Anna Ancher (1859-1935) Danish Impressionist Artist
Anna Ancher occupies a special place in Danish art. She was the only accomplished woman painter and native Skagener in the influential colony of artists that flourished in Skagen, Denmark's peninsula, during the 1880s and early 1890s. As a summer desination, Skagen attracted artists from all over Scandinavia who came to practise the radical new French figure and plein-air painting in the brilliant northern light and to exchange ideas from their foreign travels. The core of the colony was formed by Anna, her husband Michael Ancher and P.S.Kroyer.
Ancher was at the centre of this mythology, the pivot around which the drama of the artists' lives was wound, who amanged to find time to paint in between her duties as wife, hostess, mother and daughter. Anna observed from nature and absorbed from her male colleagues Anna what she needed in order to find her own expressive voice. Her artistic independence was remarkable., and all the more remarkable is the modernity of her idiom, with its reduced, abstracting forms and bold expressive colours, singling her out as one of the most innovative painters of her generation, exceeding most of her male colleagues, including her husband.
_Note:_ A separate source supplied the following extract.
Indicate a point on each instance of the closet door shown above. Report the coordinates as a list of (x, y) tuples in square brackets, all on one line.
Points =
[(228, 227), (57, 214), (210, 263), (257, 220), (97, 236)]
Her achievements and contribution to the modern breakthrough in Danish art were recognised during her lifetime. In Paris she was awarded medals for her entries in the Expositions Universelles of 1889 and 1900, when she was one of only two danish painters to be mentioned favourably by the french critics. she won medals at other international exhibitions and in Denmark. She was awarded membership of the Academy Plemun Assembly and in 1913 she received the Ingenio et Arti medal from the Danish king.